Amelia entendit quelqu'un gémir dans l'assistance. Elle tourna la tête et jeta un œil à la personne qui avait gémi. Une sorcière, très certainement âgée d'une trentaine d'années, toujours jolie malgré l'angoisse qui était écrite sur son visage. Elle était seule et de toute évidence, désespérée de sa situation, d'après les regards qu'elle lançait vers la porte d'entrée. Amelia ressentit de la compassion pour cette sorcière. En dépit de sa propre situation, Amelia se sentait rassurée d'avoir Severus à ses côtés. Il était ce qu'il était, mais il n'avait pas manqué d'être là quand elle avait eu le plus besoin de lui. Tandis que cette femme... seule, sans soutien, elle serait une proie facile pour la Commission, dans l'état psychologique où elle se trouvait actuellement. Amelia parvint à capter le regard de la femme et à lui sourire faiblement, dans une expression de compassion pour elle. Le menton de la sorcière trembla mais ses lèvres formèrent un pauvre sourire en guise de réponse.

Deux autres sorciers et une sorcière furent appelés. Comme aucun des trois ne pouvait prouver leur ascendance magique, ils furent inscrits comme nés-moldus – ce qu'ils ne récusèrent pas non plus. Ils furent rapidement évacués par des sorciers qui semblaient faire partie de la milice du Ministère.

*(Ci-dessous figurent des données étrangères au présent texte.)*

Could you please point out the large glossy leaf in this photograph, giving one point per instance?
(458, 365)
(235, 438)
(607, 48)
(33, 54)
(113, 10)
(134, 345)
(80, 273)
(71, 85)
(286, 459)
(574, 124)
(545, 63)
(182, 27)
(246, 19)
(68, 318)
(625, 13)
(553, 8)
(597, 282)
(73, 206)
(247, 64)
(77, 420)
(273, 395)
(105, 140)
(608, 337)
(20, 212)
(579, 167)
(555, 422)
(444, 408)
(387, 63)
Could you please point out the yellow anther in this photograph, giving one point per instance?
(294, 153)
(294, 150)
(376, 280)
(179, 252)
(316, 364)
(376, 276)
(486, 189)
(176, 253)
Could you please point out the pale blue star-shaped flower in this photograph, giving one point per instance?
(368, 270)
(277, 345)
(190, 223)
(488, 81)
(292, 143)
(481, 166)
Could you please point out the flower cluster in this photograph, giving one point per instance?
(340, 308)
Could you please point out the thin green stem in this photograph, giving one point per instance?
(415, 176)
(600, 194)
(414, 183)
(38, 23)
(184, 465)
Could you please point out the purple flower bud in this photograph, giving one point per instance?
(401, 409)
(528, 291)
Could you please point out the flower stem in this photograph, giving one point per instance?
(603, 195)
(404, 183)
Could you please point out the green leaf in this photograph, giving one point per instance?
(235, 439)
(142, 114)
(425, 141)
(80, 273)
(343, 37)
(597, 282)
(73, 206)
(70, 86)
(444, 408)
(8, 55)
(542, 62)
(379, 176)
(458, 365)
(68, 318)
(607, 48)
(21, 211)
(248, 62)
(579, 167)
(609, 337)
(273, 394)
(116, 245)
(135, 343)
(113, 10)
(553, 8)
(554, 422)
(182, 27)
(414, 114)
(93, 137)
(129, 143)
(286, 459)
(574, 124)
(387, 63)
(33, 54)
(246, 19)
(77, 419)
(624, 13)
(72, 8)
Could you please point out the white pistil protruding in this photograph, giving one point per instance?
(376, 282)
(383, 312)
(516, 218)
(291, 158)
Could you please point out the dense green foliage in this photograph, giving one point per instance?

"Davis, Amelia Jessica," finit par appeler Ombrage.

Amelia eut un regard furtif pour Severus qui se leva. Elle se leva aussi et ils quittèrent tous les deux leur banc. Des murmures se firent entendre dans l'assistance lorsque des personnes remarquèrent la chaîne et l'homme qui tenait la chaîne. Severus Rogue, le Mangemort qui avait tué Albus Dumbledore, le regretté Directeur de Poudlard, l'année précédente. Il était libre, tandis que la femme était enchaînée de manière dégradante. Une femme innocente, dont le seul crime était d'avoir le mauvais statut du sang.

Je n'arrive pas à y croire, songea Arthur Weasley. Severus est définitivement retombé dans ses vieilles habitudes maléfiques. Mais comment est-ce qu'Albus a pu lui faire confiance comme il le faisait ? Il soupira. Bon, le vieux sorcier avait payé chèrement cette confiance...

D'un geste, Severus montra à Amelia qu'elle devait s'asseoir dans la chaise des accusés. Il demeura debout à ses côtés, en posant même une main possessive sur l'épaule droite de la jeune femme. Il voulait montrer à tout le monde présent qu'elle était sienne. Qu'elle était son bien. Cependant, Amelia se détendit à ce contact. Elle pouvait sentir sa puissante présence à ses côtés et ce fut suffisant pour ramener un peu de sérénité en elle.

Laquelle était bien nécessaire. De là où elle était, Amelia percevait l'atmosphère glaciale générée par les Détraqueurs flottant au-dessus d'elle, tout près du haut plafond. Elle avait déjà entendu parler de ces créatures mais elle n'avait jamais été en contact avec elles. Elle lutta pour maîtriser ses émotions. Elle supposa que les Détraqueurs n'étaient pas là uniquement pour garder la place, mais aussi pour instiller une atmosphère stressante pour les personnes convoquées. Ombrage était épargnée grâce à son chat Patronus.

Ombrage avait remarqué le geste de Severus. "Dites-moi, Rogue, qu'est-ce que vous faites ici ?"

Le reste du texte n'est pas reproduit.